It was while scrolling through the hard drive the other week, sorting out the posting on Restricted Code for the Saturday series, that I gave another long-overdue listen to the one, rather excellent, song I have by Reserve, courtesy of it being part of the C88 boxset compiled by Cherry Red Records a few years ago:-
As the notes in the accompanying booklet explain:-
The Tower in question is within All Saints Church, Notting Hill, just around the corner from the Rough Trade shop where singer/songwriter Torquil Macleod placed ads to form Reserve. He worked initially helping Jonny Johnson (The Siddeleys) on her songs before Reserve were born in autumn 1986.
Band members came (from Bob) and went (to James Dean Driving Experience) before the luminous ‘The Sun Slid Down Behind The Tower’ appeared on a Sha La La flexi in 1987 (shared with The Siddleys), given away with Trout Fishing in Leytonstone fanzine. It then appeared again on Reserve’s only stand-alone release, 1988’s Two Hearts Beat In A Hole EP.

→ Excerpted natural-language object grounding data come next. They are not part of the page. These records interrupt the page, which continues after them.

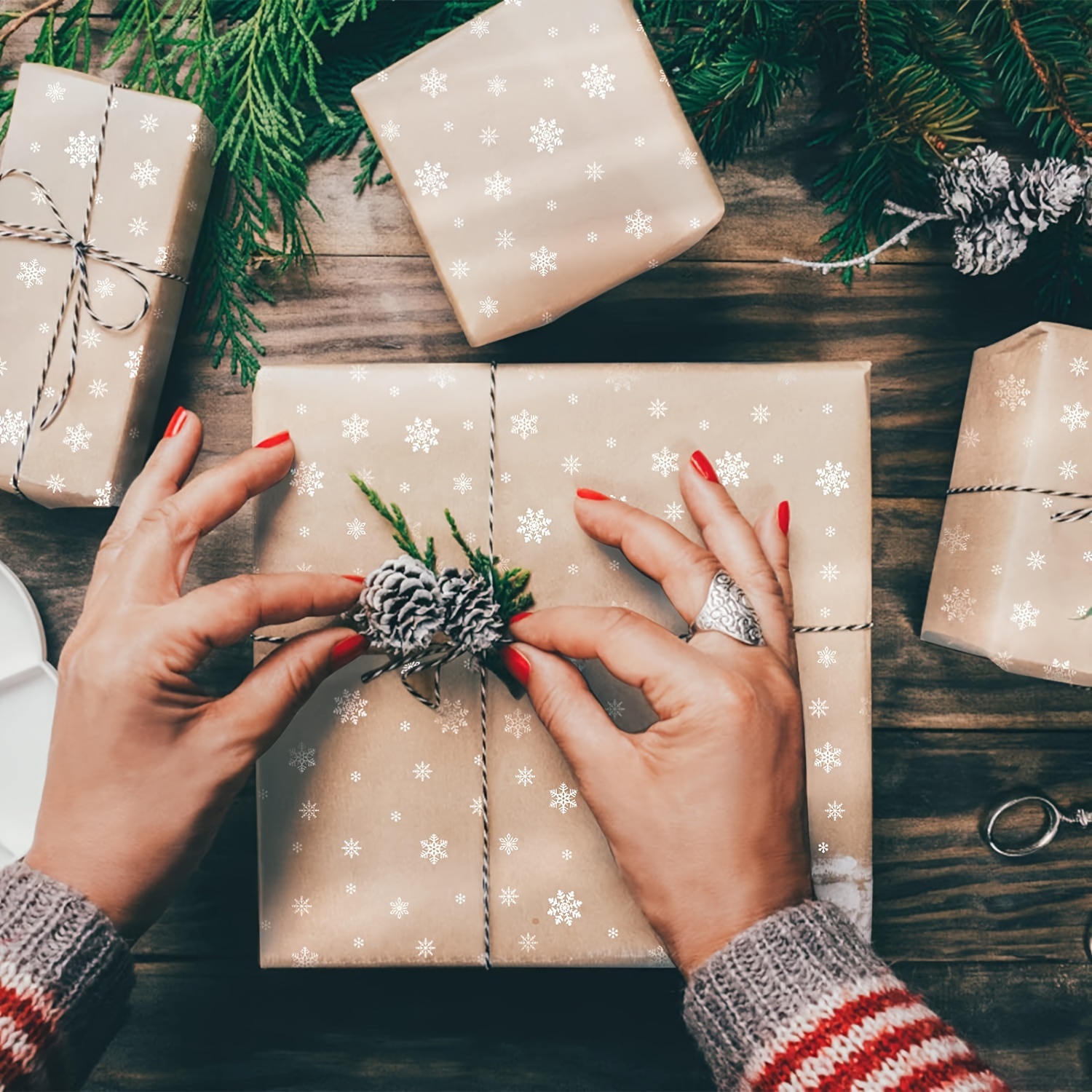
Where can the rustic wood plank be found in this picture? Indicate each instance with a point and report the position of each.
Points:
(231, 1026)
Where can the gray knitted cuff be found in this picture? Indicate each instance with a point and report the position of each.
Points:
(63, 954)
(747, 995)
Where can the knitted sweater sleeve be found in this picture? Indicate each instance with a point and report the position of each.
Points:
(801, 1002)
(65, 980)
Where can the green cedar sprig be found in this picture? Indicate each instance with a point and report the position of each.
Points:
(400, 529)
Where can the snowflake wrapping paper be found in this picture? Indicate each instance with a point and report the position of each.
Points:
(544, 159)
(371, 804)
(146, 207)
(1008, 581)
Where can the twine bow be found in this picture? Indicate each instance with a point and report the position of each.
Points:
(83, 250)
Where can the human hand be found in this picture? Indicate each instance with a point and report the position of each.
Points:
(142, 764)
(705, 812)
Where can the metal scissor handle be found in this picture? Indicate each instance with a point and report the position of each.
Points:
(1055, 818)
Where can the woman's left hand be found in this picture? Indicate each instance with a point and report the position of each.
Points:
(142, 764)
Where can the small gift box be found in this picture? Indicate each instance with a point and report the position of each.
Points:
(388, 829)
(544, 159)
(102, 196)
(1011, 579)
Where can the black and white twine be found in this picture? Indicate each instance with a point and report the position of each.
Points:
(82, 251)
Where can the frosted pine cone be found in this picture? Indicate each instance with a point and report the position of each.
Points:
(1041, 196)
(402, 605)
(473, 614)
(973, 185)
(987, 247)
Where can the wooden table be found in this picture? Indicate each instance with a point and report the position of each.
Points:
(996, 946)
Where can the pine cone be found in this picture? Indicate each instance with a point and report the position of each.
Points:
(987, 247)
(973, 185)
(472, 613)
(1041, 196)
(402, 605)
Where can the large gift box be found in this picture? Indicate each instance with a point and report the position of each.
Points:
(120, 177)
(379, 818)
(544, 159)
(1011, 577)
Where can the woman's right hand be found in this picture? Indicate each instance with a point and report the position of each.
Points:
(705, 810)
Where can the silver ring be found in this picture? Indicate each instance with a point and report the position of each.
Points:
(729, 611)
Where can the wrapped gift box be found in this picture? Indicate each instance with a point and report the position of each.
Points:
(137, 170)
(371, 804)
(1011, 574)
(544, 159)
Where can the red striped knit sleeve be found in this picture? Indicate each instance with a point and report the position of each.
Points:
(65, 980)
(799, 1002)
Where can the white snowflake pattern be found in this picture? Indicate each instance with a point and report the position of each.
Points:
(354, 428)
(543, 261)
(546, 135)
(598, 81)
(638, 224)
(563, 799)
(144, 174)
(828, 757)
(32, 274)
(106, 496)
(1075, 416)
(664, 461)
(434, 849)
(351, 707)
(958, 604)
(565, 908)
(301, 758)
(422, 435)
(1013, 392)
(832, 478)
(1024, 615)
(954, 539)
(732, 467)
(76, 438)
(430, 178)
(307, 478)
(434, 82)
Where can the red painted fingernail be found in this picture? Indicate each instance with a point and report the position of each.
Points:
(703, 467)
(517, 663)
(175, 425)
(347, 649)
(272, 441)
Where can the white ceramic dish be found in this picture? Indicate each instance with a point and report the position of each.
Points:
(28, 697)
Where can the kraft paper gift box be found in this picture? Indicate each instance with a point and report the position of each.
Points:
(1011, 571)
(544, 159)
(371, 806)
(129, 175)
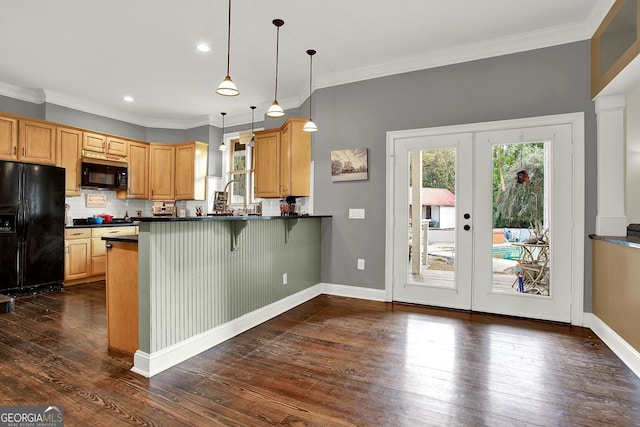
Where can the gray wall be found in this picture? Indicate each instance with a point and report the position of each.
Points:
(24, 108)
(536, 83)
(68, 116)
(547, 81)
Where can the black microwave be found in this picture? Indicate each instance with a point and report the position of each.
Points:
(110, 177)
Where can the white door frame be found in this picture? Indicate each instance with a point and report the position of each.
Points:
(576, 120)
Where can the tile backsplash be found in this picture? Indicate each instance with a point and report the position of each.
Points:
(118, 207)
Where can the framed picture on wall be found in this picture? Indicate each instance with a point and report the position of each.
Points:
(349, 165)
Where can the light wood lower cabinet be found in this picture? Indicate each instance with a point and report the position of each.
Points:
(77, 253)
(122, 296)
(85, 253)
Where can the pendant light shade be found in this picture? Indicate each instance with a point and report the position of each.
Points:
(252, 140)
(222, 146)
(310, 126)
(276, 110)
(227, 87)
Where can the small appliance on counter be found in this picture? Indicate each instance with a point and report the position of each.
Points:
(288, 206)
(164, 208)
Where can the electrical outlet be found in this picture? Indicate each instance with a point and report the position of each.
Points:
(356, 213)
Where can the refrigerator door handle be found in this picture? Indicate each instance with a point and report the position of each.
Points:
(25, 224)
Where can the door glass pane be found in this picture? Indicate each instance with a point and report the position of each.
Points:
(432, 217)
(520, 245)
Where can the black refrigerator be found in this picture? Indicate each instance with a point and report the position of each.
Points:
(31, 228)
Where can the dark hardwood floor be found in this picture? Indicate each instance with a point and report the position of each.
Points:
(330, 362)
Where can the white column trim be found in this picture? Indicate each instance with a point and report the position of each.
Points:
(611, 219)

Given that I’m quite fond of the song within the boxset, I had a look online to see if there was any availability for the sole EP, which was released on the short-lived Sombrero Records, suspecting there wasn’t. It turned out I was almost right, in that there’s a couple of copies via Discogs, going for £50 (from Spain) and £75 (from Japan). Much better value is to be had from the CD compilation, Beneath The London Sky, compiled and issued by Berlin-based Firestation Records back in 2013, but alas, nobody is selling a copy just now. It contains 23 tracks, so I’m assuming that’s everything the label could get its hands on, including demos and live material.
The most expensive artefact is, however, the flexi issued with the fanzine back in 1987. One of eight such efforts to come out on Sha La La records, with the catalogue number of Ba Ba Ba-Ba Ba 006, and the asking price, including a copy of the fanzine, is £145! One for collectors only, methinks.

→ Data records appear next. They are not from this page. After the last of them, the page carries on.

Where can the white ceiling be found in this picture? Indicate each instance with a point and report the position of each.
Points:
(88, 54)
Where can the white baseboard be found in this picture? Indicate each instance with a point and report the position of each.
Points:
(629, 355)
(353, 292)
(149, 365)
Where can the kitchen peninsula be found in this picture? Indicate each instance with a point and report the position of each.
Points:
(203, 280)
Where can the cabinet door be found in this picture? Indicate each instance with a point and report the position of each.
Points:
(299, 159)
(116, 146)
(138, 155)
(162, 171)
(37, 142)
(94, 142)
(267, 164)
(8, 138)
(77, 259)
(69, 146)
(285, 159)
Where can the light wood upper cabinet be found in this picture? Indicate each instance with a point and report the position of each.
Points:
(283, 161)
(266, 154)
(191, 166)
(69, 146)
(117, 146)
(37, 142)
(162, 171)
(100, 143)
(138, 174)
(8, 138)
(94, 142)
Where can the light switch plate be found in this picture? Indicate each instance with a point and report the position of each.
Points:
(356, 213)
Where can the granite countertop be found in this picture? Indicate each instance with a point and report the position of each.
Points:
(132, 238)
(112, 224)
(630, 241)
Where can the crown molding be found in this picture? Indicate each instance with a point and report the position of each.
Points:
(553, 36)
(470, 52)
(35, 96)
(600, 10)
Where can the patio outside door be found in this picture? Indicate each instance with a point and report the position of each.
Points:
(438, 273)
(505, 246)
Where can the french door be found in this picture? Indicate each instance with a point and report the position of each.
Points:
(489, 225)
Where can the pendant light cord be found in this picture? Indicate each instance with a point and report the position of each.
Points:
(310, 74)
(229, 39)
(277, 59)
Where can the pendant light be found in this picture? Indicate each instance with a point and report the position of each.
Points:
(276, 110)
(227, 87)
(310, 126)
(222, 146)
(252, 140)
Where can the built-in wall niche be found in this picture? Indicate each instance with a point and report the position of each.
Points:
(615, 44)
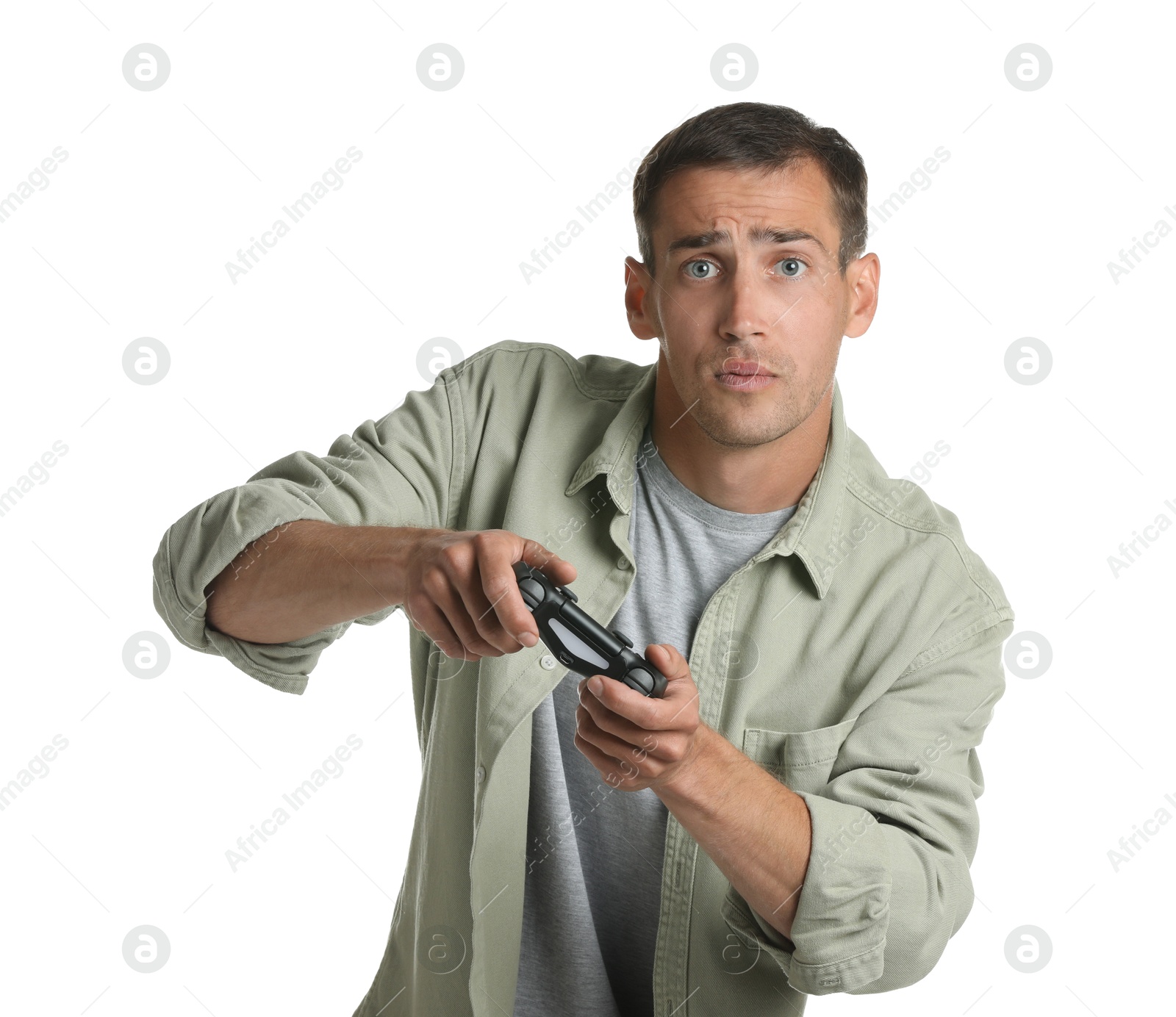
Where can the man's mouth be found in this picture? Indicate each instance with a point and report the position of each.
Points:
(744, 375)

Some of you will recall that last October, there was a Siddeleys ICA, courtesy of Strangeways. He included the track which can be found on the flexi disc, offering this as his observation:-
It seems that back in the day The Siddeleys were dogged/blessed by comparisons with Talulah Gosh. Whilst, round these parts, this is pretty much the ultimate in accolades, it’s not really that accurate. This track could be the culprit. It does actually sound like Talulah. It’s a blast. But it’s not representative of the wider Siddeleys sound.
If anyone out there wants to offer up some thoughts on any of the other Sha La La flexidiscs, then there will certainly be space made for a guest posting(s).